Controversy over Broad catch as England build strong lead
Bell closes in on a century as advantage goes past 250 at end of third day
Australia captain Michael Clarke catches Stuart Broad at slip off the bowling of Ashton Agar, a decision that was not given by umpire Aleem Dar. Photograph: Nick Potts/PA
A formidable innings from Ian Bell and a moment of dubious sportsmanship from Stuart Broad left England in control on day three of the first Ashes Test at Trent Bridge.
Bell was destined to dominate the headlines thanks to a measured 95 not out, his top score against Australia in a home Test and one that pushed England on to 326 for six – a lead of 261.
But Broad’s decision not to walk when he got a thick edge and was caught by Michael Clarke at slip late in the evening session, with England 232 in front, was a major flashpoint.
Australia had already used both of their reviews when umpire Aleem Dar inexplicably ruled Broad was not out, possibly deceived by a ricochet off wicketkeeper Brad Haddin’s pads on the way to Clarke.
It left the tourists visibly seething and is sure to infect the remainder of the series.
Amid the controversy it was easy to overlook the all-important state of the match, though England must now go in to day four as clear favourites.
The morning session had continued in the same see-saw fashion as the first two days of the match, with England’s overnight batsmen Alastair Cook and Kevin Pietersen both making half-centuries before falling in quick succession without going on to a major score.

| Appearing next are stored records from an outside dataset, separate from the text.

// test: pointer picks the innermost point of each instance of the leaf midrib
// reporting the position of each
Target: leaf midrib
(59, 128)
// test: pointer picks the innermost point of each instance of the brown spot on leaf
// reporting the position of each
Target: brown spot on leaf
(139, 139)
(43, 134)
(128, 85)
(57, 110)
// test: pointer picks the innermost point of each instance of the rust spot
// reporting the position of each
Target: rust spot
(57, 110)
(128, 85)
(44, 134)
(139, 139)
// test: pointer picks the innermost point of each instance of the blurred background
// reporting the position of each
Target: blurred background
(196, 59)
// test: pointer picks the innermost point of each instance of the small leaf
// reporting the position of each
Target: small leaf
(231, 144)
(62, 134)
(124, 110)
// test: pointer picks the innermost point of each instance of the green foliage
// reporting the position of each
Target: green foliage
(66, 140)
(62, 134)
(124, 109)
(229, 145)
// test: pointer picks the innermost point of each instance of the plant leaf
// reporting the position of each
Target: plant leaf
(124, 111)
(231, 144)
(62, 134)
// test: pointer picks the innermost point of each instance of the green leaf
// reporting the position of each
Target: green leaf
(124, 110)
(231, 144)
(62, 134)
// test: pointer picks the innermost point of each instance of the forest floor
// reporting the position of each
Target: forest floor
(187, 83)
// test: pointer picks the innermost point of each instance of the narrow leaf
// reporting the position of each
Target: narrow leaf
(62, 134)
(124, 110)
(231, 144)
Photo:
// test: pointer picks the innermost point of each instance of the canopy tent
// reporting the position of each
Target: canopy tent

Instead that job fell to Bell, a man whose top score in eight previous home knocks against Australia was 72.
He occupied the crease for 228 balls, scoring 12 boundaries and sharing in meaningful partnerships with Jonny Bairstow, Matt Prior and then Broad. The last of those was the weightiest, totalling 108 in 40 overs.
The discussion over the Broad issue comes less than 24 hours after England contacted the International Cricket Council for clarification over the use of DRS in Jonathan Trott’s dismissal.
Trott was given out by third umpire Marais Erasmus – over-ruling Dar’s seemingly correct not out verdict – despite the absence of a critical Hot Spot replay.